Reviewer: Dianna Hendrickson
Rating: 5.0 out of 5 stars
Title: This is my second copy- I wore the first one out
Review: If you can read, you really can cook, and with Julia Child's The Way to Cook, you will cook remarkably well. This book isn't just assembled recipes that have you doing the robot in your kitchen; no, this book is organized, not by recipes, but by techniques- and if you master basic cooking techniques, you will master cooking. This beautiful book offers culinary training that will serve you the rest of your life. I taught myself to cook with this wonderful book, and the skills I developed allowed me to reproduce beloved dishes. This is a valuable resource for anyone who loves to eat- the novice  will soon be mastering techniques that will allow him or her to easily reproduce and even improve on beloved dishes. Believe it or not, it won't be long before you'll be able to reproduce dishes you encounter dining out. You'll not only enjoy cooking, you will grow in your appreciation of food.This is my second copy of The Way to Cook; I needed to replace my original copy for my daughters. They don't have much interest in cooking right now and are content to perform basic maneuvers in the kitchen, but I don't worry. Someday when I'm not around to cook for them, they can take my recipes and notes along with this book, and cook pretty much anything they desire to eat, so I don't harp on them too much for their culinary disinterest.While a treasure for the novice foodie, The Way to Cook is an excellent resource for the accomplished cook as well- it's nice to refer back to this book when entering unfamiliar territory or revisiting something you haven't made in a while.Additionally, this book now has a DVD (sold separately) with essential demonstrations  for visual learners or culinary students new to the kitchen- I can't tell you how delightful it is to pop Julia Child into the DVD- It's like the Tao of Julia: suddenly, all is "simplicity itself". Five stars for an outstanding resource.    

Reviewer: Dan
Rating: 5.0 out of 5 stars
Title:
Review: It was well packed for shipping and it arrived on time. That’s about all you need in a book.

Reviewer: Cheryl A
Rating: 5.0 out of 5 stars
Title:
Review: Birthday present for my son.

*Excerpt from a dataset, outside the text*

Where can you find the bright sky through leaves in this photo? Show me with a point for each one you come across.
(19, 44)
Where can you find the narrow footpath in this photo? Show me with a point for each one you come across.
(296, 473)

He is very pleased with it

Reviewer: Paul K.
Rating: 5.0 out of 5 stars
Title:
Review: This is a very good, approachable cookbook for people interested in Julia Child's work. Definitely worth reading and trying out the recipes, which on their own seem to be more cosmopolitan, rather than French.

Reviewer: Ignacio M.
Rating: 5.0 out of 5 stars
Title:
Review: Después de ver la película, estuve detrás de conseguir los libros de Julia Child para poder hacer algunas de sus recetas. Hasta ahora no me ha defraudado.

Reviewer: Northern light
Rating: 5.0 out of 5 stars
Title:
Review: Lovely cookbook and I like the colour photos in it. I have been watching utube videos by anti-chef cooking Julia Childs recipes using this book and her other books and have been inspired.

Customers say

Customers find the instructions in the book step-by-step and easy to understand. They also appreciate the basic recipes and variations that build on them. Readers describe the book as a fantastic reference that teaches about food and the ways of preparing it. They appreciate the amazing pictures and colorful photos. They say it's well worth the cost and the writing is well-written and humorous.